Variation is the degree of the difference between an ideal and an actual situation. Variation in a system can result in budget overruns, late order deliveries, long queuing or waiting times, reduced throughput etc.
A simulation is a computer model that mimics the behaviour of a real system by representing operations of a real-world or planned system. The difference between a simulation and an everyday planning model, is that the simulation accounts for variation.
Consider the following example of a Mine feeding into a Plant. If both the Mine and Plant produce throughput at a constant rate of 1 000 tonnes/hour, the output of the system will be 1 000 tonnes/hour.
In reality, there is some variation in the processing capabilities of these entities. If the Mine is processing at a constant rate of 1 000 tonnes/hour, and the Plant is processing at a varying rate which is sometimes slower than that of the Mine, the total throughput will be slower. In addition, if the Plant is processing at a faster rate than the Mine, the total throughput cannot increase to higher than 1 000 tonnes/hour. Therefore, the throughput will always be lower than the deterministic model due to the presence of variation.
One way in which the effects of variation is often mitigated in real-world scenarios is by placing a buffer between two processes. For demonstration purposes, a buffer is also added to the simulation. By increasing the buffer capacity, overall throughput can be increased. This unfortunately only holds true up to a point whereafter the increased buffer capacity has a negligible effect.
Ideally, the variation can be captured through historical data. This can then be used as distribution inputs for the simulation model to produce accurate results.
Using the Model
The Model contains six instances (A-F) of the set-up described above with a description of each on the left. The throughput rate is measured on the right of the model.
The deterministic model (A) delivers a throughput rate of 1000 tonnes/hour. This result is the same even when a buffer is added (B). Since the processing rate of the Mine and Plant are matched exactly, the buffer never fills. Instance C shows the Mine operating at a varying rate and in instance D where both the Mine and Plant has variation in processing rate, the throughput is the lowest. By adding a buffer (E) as shown below, the throughput can be improved again as it somewhat mitigates the effect of variation.

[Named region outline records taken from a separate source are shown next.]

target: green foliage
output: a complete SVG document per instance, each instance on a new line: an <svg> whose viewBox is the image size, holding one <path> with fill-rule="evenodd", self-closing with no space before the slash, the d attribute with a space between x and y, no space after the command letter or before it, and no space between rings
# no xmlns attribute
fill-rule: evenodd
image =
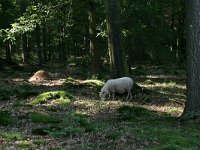
<svg viewBox="0 0 200 150"><path fill-rule="evenodd" d="M19 148L20 149L27 149L31 147L31 143L30 142L27 142L27 141L23 141L19 144Z"/></svg>
<svg viewBox="0 0 200 150"><path fill-rule="evenodd" d="M85 115L75 113L67 116L65 120L66 122L64 122L64 125L36 128L32 130L32 133L59 138L80 135L86 132L94 132L96 130L94 124L89 121Z"/></svg>
<svg viewBox="0 0 200 150"><path fill-rule="evenodd" d="M51 91L38 95L35 99L33 99L31 104L32 105L44 104L48 103L48 101L54 100L54 103L56 104L67 105L71 102L72 98L73 97L65 91Z"/></svg>
<svg viewBox="0 0 200 150"><path fill-rule="evenodd" d="M158 148L150 148L148 150L187 150L187 149L178 145L168 144Z"/></svg>
<svg viewBox="0 0 200 150"><path fill-rule="evenodd" d="M0 125L11 125L14 122L14 117L8 111L0 111Z"/></svg>
<svg viewBox="0 0 200 150"><path fill-rule="evenodd" d="M146 75L145 73L145 69L143 66L138 66L136 67L133 72L132 72L134 75L136 76L141 76L141 75Z"/></svg>
<svg viewBox="0 0 200 150"><path fill-rule="evenodd" d="M33 141L33 144L35 144L35 145L44 145L46 143L47 142L45 140L35 140L35 141Z"/></svg>
<svg viewBox="0 0 200 150"><path fill-rule="evenodd" d="M153 81L150 80L150 79L148 79L148 80L145 80L145 81L144 81L144 84L153 84Z"/></svg>
<svg viewBox="0 0 200 150"><path fill-rule="evenodd" d="M4 138L6 141L16 141L25 139L25 136L18 132L10 132L10 133L0 132L0 136Z"/></svg>
<svg viewBox="0 0 200 150"><path fill-rule="evenodd" d="M143 107L122 106L117 109L118 120L121 121L137 121L147 119L153 112Z"/></svg>
<svg viewBox="0 0 200 150"><path fill-rule="evenodd" d="M30 112L27 114L34 123L61 123L59 118L44 115L38 112Z"/></svg>
<svg viewBox="0 0 200 150"><path fill-rule="evenodd" d="M33 96L36 94L38 94L38 92L29 85L17 86L12 89L0 88L0 100L3 100L3 101L9 100L12 97L25 99L25 98L28 98L29 96Z"/></svg>

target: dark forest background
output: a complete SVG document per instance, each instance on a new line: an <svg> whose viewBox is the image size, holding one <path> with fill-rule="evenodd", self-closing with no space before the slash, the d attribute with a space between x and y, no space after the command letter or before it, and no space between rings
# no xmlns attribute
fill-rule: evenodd
<svg viewBox="0 0 200 150"><path fill-rule="evenodd" d="M121 0L119 12L129 72L136 64L185 63L184 1ZM1 66L81 58L95 75L109 63L102 0L1 0L0 16Z"/></svg>

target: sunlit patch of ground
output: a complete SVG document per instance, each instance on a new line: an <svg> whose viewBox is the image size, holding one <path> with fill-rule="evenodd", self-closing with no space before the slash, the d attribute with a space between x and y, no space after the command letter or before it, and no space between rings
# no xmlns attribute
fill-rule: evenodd
<svg viewBox="0 0 200 150"><path fill-rule="evenodd" d="M147 69L150 69L148 73L152 70ZM186 100L184 75L152 73L135 77L144 91L133 93L129 101L125 100L126 95L101 101L98 93L102 81L54 77L29 83L23 75L5 79L2 86L5 85L11 95L1 95L6 98L0 101L1 109L8 110L16 122L0 126L0 149L198 149L198 124L182 125L178 121ZM10 90L13 91L9 93ZM73 99L59 105L54 103L59 97L52 96L42 104L30 105L38 95L50 91L69 92ZM36 95L27 95L27 92ZM62 121L42 123L45 121L39 117L36 123L30 112Z"/></svg>

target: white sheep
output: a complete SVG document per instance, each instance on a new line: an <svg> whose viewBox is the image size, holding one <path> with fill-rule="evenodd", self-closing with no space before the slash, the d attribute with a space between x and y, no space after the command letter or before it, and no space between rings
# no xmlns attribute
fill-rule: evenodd
<svg viewBox="0 0 200 150"><path fill-rule="evenodd" d="M102 87L99 96L101 97L101 100L105 100L107 95L109 99L110 95L112 94L112 98L114 100L115 93L128 92L126 100L128 98L132 99L132 93L131 93L132 87L133 87L133 80L129 77L110 79Z"/></svg>

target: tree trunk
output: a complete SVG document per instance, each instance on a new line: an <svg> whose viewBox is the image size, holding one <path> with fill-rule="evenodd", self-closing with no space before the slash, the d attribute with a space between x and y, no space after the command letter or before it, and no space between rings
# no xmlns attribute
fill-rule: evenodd
<svg viewBox="0 0 200 150"><path fill-rule="evenodd" d="M119 1L105 0L108 30L110 68L113 78L122 77L126 72L124 53L121 45Z"/></svg>
<svg viewBox="0 0 200 150"><path fill-rule="evenodd" d="M13 64L12 57L11 57L11 44L9 41L5 42L5 50L6 50L6 62L10 65Z"/></svg>
<svg viewBox="0 0 200 150"><path fill-rule="evenodd" d="M26 35L22 35L22 51L23 62L28 63L30 59L30 54L28 50L28 39Z"/></svg>
<svg viewBox="0 0 200 150"><path fill-rule="evenodd" d="M100 69L100 57L96 47L96 26L94 14L94 2L89 1L89 37L90 37L90 54L91 54L91 68L92 78L97 78Z"/></svg>
<svg viewBox="0 0 200 150"><path fill-rule="evenodd" d="M200 3L187 0L187 100L183 120L200 120Z"/></svg>
<svg viewBox="0 0 200 150"><path fill-rule="evenodd" d="M42 48L40 45L41 42L41 34L40 34L40 27L37 25L36 27L36 45L37 45L37 56L38 56L38 64L43 64L43 56L42 56Z"/></svg>
<svg viewBox="0 0 200 150"><path fill-rule="evenodd" d="M44 61L47 61L47 39L46 39L46 28L44 27L42 29L42 42L43 42L43 56L44 56Z"/></svg>

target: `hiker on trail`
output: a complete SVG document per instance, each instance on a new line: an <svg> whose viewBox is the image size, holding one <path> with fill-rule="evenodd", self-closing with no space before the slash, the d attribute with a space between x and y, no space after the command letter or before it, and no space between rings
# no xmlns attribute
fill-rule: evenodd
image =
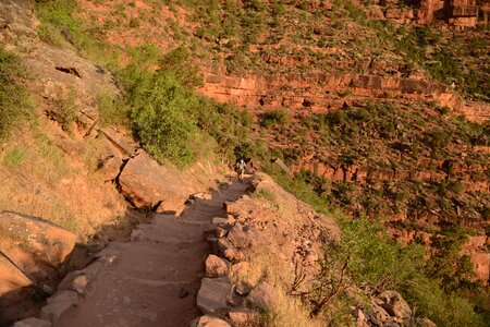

Instance F, shown below, demonstrates the effect that a feedback loop can have when a variance is present.
Essentially, a large portion of the material has to pass twice through the Mine and the Plant, thereby compounding the effect of the variation.
Using the Experimental Model
The Experimental Model depicts a single instance of the set-up as described in instance E. An experimental set-up, under Scenarios, allows for the quick evaluation of the full effect of variation. The larger the variation, the lower the throughput. Varying buffer capacities are also tested in order to demonstrate the relative effect of the buffer. The effect of variance can essentially be mitigated through a buffer. However, the main aim should be to reduce variance as far as possible.
The results of the various scenarios can be visually compared under the Response Results tab. The first seven scenarios demonstrate the effect that variation has on the throughput. The next seven show the effect of an increasing buffer size.